Automated Remediation & Enrichment
When validation checks surfaced failures, a secondary Python-based remediation process applied deterministic correction and enrichment logic to resolve known, well-understood defect patterns upstream.
- Rule-based correction of missing or incorrect product attributes
- Deterministic mapping to authoritative reference values (“golden record” behavior)
- Standardization of product/software metadata for consistent downstream consumption
- Re-validation of remediated records to ensure contract compliance
Remediation Control Loop:
1. Detect validation failure
2. Classify failure type (missing, mismatch, drift)
3. Apply deterministic correction / enrichment rules
4. Re-run validation checks
5. Persist corrected record + audit metadata
Product Readiness Artifact Generation
Once records passed validation, the pipeline generated product readiness artifacts in standardized, contract-compliant formats required by the web development team. These artifacts served as a clean handoff boundary between data workflows and application publishing workflows.

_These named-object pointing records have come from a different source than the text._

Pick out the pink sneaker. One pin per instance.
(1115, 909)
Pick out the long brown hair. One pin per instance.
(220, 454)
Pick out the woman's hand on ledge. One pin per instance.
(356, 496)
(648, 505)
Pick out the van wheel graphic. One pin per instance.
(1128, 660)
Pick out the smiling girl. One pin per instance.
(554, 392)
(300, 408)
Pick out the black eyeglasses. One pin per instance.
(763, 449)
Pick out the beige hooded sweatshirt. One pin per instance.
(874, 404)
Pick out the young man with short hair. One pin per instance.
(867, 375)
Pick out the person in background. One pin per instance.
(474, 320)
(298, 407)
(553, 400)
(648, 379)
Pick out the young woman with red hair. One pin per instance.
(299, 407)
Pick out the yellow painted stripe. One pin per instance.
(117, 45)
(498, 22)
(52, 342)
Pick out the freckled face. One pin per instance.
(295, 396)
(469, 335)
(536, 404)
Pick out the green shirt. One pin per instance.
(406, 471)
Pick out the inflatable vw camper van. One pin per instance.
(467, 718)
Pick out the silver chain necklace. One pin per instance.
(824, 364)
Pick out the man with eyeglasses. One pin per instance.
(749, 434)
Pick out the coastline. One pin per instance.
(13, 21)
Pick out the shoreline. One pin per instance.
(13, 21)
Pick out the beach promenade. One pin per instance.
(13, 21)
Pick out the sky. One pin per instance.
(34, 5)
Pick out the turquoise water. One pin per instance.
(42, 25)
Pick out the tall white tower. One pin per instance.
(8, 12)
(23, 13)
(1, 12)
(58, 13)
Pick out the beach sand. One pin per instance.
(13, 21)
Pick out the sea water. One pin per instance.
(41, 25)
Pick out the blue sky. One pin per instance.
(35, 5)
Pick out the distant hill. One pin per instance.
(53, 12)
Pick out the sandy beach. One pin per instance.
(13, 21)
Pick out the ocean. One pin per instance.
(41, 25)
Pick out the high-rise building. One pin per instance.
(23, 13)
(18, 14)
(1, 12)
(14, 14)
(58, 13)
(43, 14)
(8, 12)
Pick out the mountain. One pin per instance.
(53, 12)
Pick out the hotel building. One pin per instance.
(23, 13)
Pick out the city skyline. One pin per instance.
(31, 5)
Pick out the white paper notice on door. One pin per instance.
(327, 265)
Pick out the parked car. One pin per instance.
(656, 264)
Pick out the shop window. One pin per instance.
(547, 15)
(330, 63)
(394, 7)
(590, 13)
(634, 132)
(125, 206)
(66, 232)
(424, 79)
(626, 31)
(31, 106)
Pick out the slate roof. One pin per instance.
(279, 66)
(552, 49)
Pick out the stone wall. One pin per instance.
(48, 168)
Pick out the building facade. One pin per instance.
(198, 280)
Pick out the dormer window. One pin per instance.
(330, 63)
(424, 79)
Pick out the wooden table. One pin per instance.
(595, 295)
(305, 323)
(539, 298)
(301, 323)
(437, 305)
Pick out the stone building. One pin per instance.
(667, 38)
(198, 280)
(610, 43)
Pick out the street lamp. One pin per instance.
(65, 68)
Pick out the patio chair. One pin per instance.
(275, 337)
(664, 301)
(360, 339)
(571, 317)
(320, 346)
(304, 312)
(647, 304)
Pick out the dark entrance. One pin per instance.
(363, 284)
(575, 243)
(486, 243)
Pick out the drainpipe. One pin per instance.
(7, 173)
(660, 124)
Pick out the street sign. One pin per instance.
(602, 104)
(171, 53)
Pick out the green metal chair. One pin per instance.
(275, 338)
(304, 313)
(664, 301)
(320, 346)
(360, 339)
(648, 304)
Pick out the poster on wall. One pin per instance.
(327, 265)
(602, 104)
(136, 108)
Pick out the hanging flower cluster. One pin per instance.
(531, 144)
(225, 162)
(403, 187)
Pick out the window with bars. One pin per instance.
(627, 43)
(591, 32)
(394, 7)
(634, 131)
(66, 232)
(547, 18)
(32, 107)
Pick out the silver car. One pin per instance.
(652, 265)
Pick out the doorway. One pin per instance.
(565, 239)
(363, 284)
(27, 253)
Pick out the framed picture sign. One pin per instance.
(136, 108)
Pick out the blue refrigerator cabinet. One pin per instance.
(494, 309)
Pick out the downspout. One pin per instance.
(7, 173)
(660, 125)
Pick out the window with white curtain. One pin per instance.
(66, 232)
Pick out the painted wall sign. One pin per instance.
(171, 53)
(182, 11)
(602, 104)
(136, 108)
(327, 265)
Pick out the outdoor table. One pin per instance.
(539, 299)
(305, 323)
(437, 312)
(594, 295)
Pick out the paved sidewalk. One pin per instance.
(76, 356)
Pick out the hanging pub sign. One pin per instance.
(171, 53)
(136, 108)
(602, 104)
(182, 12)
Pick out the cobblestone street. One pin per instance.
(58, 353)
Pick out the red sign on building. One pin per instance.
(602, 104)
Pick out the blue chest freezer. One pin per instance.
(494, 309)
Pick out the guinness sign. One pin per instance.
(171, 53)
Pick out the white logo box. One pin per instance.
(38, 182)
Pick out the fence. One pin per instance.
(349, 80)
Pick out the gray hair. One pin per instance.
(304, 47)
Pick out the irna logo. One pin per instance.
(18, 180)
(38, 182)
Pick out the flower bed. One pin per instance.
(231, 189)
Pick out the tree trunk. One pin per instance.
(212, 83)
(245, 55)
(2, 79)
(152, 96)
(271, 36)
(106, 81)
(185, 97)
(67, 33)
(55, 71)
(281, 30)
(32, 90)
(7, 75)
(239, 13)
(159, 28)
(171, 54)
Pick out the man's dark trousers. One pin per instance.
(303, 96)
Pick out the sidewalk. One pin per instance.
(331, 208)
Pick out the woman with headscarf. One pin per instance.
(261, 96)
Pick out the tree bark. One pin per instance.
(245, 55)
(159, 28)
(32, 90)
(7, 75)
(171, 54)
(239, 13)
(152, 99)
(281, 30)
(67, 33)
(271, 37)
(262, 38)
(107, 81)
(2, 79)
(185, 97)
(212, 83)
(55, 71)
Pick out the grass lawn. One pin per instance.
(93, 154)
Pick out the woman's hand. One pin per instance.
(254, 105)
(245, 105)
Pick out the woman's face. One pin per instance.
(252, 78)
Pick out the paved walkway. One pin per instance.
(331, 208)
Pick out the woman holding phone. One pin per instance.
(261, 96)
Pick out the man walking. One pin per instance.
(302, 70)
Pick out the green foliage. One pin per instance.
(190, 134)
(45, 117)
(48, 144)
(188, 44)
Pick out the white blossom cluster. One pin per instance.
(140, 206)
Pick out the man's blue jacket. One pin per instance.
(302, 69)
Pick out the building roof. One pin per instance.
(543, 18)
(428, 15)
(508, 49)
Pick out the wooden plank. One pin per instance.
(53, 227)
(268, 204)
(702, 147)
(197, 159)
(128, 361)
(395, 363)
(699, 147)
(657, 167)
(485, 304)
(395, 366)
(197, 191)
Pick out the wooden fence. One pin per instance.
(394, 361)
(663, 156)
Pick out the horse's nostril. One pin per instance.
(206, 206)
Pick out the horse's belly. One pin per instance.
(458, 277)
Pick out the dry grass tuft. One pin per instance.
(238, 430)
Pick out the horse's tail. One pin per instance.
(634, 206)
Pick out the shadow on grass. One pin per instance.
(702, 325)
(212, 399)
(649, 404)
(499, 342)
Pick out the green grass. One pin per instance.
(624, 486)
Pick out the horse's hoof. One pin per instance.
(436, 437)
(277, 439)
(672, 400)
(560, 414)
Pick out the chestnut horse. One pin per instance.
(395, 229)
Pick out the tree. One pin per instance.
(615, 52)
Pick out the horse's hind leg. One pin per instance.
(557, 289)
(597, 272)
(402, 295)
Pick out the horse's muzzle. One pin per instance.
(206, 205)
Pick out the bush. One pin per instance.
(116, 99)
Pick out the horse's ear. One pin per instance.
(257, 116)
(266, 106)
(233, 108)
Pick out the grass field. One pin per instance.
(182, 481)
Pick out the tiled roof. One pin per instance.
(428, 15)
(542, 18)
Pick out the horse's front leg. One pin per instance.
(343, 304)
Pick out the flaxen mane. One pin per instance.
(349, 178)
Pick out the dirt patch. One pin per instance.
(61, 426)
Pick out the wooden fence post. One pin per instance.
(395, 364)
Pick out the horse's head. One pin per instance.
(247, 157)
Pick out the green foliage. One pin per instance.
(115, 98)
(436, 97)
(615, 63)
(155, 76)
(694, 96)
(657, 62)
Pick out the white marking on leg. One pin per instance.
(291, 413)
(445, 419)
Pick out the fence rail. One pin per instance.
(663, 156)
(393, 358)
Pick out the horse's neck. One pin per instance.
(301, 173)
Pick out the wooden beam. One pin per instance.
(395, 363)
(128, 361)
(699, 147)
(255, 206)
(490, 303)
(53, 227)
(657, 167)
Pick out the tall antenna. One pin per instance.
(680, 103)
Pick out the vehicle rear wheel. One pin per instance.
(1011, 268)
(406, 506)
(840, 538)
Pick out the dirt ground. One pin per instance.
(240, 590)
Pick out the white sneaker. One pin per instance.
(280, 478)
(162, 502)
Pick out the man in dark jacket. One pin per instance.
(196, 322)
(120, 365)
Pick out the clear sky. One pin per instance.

- Structured files (e.g., CSV / JSON) aligned to downstream schemas
- Explicit inclusion of only “release-approved” configurations
- Consistent typing/formatting to support direct ingestion (no manual cleanup)
- Versioned outputs to support traceability and rollback
Release Artifact Characteristics:
- Schema-aligned
- Versioned
- Source-of-truth backed
- Launch-ready only (no partial / invalid records)
Pre-Release Quality Gate
Together, validation, remediation, and artifact generation formed a pre-release quality gate ensuring only compliant, fully validated product data was eligible for publication. This shifted defect detection upstream while reducing manual coordination and downstream rework.
Impact
- Reduced manual QA toil: replaced weekly “scrub calls” with automated checks + exception triage.
- Shifted defect detection left: surfaced issues at T-3 weeks rather than after production release.
- Improved cross-functional execution: enabled PMs and developers to collaborate using a shared operational view.
- De-risked customer experience: fewer configuration errors, fewer cancellations, improved compliance confidence.
Skills demonstrated: problem reframing, data modeling, SQL development, Python automation, rule translation, operational analytics, stakeholder enablement.